Not sure. We'll have to see if such a model other than Draft/Speculative decoding or Text Diffusion will do the job.
Darkhn's 70B-Animus-V12.5 does really good at avoiding too much duplication even at low Quanitizing.
Reading the description here, if i had to speculate out loud, I'm wondering if either
- since their process was simpler (sft-only it appears) than ours (sft + dpo), i wonder if the weights were more amenable to quantization??
Maybe? I'm not the most knowledgeable yet on how it all works. So I'm not sure what those terms or processes mean yet. Might ask him to join the discussion here and get his feedback.
I do notice the Animus model is something like 10% faster than other 70B models. Maybe some layers are also removed. (As i understand some censorship layers are added by companies to the original models, but I've seen no censorship at all with Animus)
- since they used a B200 and it still took so long I'm guessing it was full finetuning, while we used lora for both stages, maybe that makes quantization worse/regress back towards the base slop model more???
Well he said it was his Magnus Opus in models to this point.
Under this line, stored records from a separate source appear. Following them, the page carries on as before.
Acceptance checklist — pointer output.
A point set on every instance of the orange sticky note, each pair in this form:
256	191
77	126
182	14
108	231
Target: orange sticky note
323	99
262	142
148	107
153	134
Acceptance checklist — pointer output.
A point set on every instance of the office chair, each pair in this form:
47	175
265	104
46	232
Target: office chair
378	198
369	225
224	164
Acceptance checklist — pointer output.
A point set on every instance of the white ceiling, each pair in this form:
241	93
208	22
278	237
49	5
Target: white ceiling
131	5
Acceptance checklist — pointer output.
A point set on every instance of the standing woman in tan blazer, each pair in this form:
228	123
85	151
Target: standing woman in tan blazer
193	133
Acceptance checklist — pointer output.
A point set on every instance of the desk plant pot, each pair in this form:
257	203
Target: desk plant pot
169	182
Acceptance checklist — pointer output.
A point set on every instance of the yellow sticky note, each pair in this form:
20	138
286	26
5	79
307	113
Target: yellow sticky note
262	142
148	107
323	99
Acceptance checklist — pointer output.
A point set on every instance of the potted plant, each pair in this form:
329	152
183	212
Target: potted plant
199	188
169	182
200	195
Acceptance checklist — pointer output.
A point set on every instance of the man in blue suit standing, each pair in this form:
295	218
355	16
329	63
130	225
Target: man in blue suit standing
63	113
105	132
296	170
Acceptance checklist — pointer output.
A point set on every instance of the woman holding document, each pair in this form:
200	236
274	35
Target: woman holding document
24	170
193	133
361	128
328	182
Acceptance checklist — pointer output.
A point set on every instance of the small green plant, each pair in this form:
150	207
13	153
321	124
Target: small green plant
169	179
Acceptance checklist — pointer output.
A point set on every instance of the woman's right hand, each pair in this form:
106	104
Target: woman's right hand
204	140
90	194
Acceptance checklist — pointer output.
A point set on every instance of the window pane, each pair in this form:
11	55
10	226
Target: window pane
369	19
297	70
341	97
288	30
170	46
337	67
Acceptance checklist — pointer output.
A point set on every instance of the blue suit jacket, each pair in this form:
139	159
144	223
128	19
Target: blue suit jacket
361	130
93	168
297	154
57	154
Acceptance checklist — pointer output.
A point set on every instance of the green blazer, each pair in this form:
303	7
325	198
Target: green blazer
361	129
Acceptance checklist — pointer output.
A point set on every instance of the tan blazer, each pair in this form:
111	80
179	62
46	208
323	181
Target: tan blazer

I'd like to chime in say that this model fits very well as a decent "generalist" model for catching the finer details of most characters with occasional swaps to Zerofata-Unleashed Lemonade v3 and Ionze_Lilitu depending on the tone of the story (which might be why Zerofata quanted it? They've got really good taste.) That being said, the repetition is minor (if noticeable) at 4.25 bpw exl3 (2x 3090) and easily edited/banned out. I am curious what you all would do with a proper fine tune because this is already one of my favorite models (and I've tested A LOT). Any chance we could see more larger model (new GLM air 4.7 when released/ 70b?) work in the future? There's already a ton of smaller models being released and you've all done such a wonderful job in 70B that not having a (even a small) follow up iteration feels like a little bit of a blue ball haha.
Been trying the model and while getting good results, i'm seeing a lot of repetition of phrases more so than other models. (Mind you i use Q2 for speed, so that could be a major component)
Otherwise... it seems to be pretty decent.
Same experience here...tested with 4.25bpw, compared with other L3.3 models like The-Omega-Directive-70B-Unslop-v2.1, Sapphira etc.
Good prose and great in logic and understanding, but it compared to those it does have a slight tendency with repeating certain phrases.
Prose is little ahead than Omega 2.1 but a little more concise (for better or worse, does not output more than it needs to), and maybe even slightly better in logic. In the same vein, it's much more stable at stopping than Sapphira which have a tendency to run-on but don't have Sapphira's degree of creativity and certain charm in prose.
When it comes to variety it’s well known that LexiFreak is an industry leader in gnawing on it twelve different ways. You’re out here doing qualitative lexical analysis I’m out here wondering if the scars will ever heal we are not the same
Yeah, 70Bs generally aren't great for home use unless you're comically rich because of that, tbh
You'd be surprised how long I went without food for my 2nd 3090. 😣
Yeah, 70Bs generally aren't great for home use unless you're comically rich because of that, tbh
You'd be surprised how long I went without food for my 2nd 3090. 😣
My condolences. Though as long as you have over 5% body fat, your body will work on mostly fat before breaking down more important tissues.
For the first time in my life i could justify computer hardware to a halfway decent level, only to see it's way below par. Been playing more with 20B-30B models trying to find ones that are a good balance. A lot of them start to feel the same, not quite good enough, a little too easy to push around, a little weak in aspects that make it feel off.
I hope NPUs and GPUs and VRam gets cheaper, cheap enough to be affordable for everyone.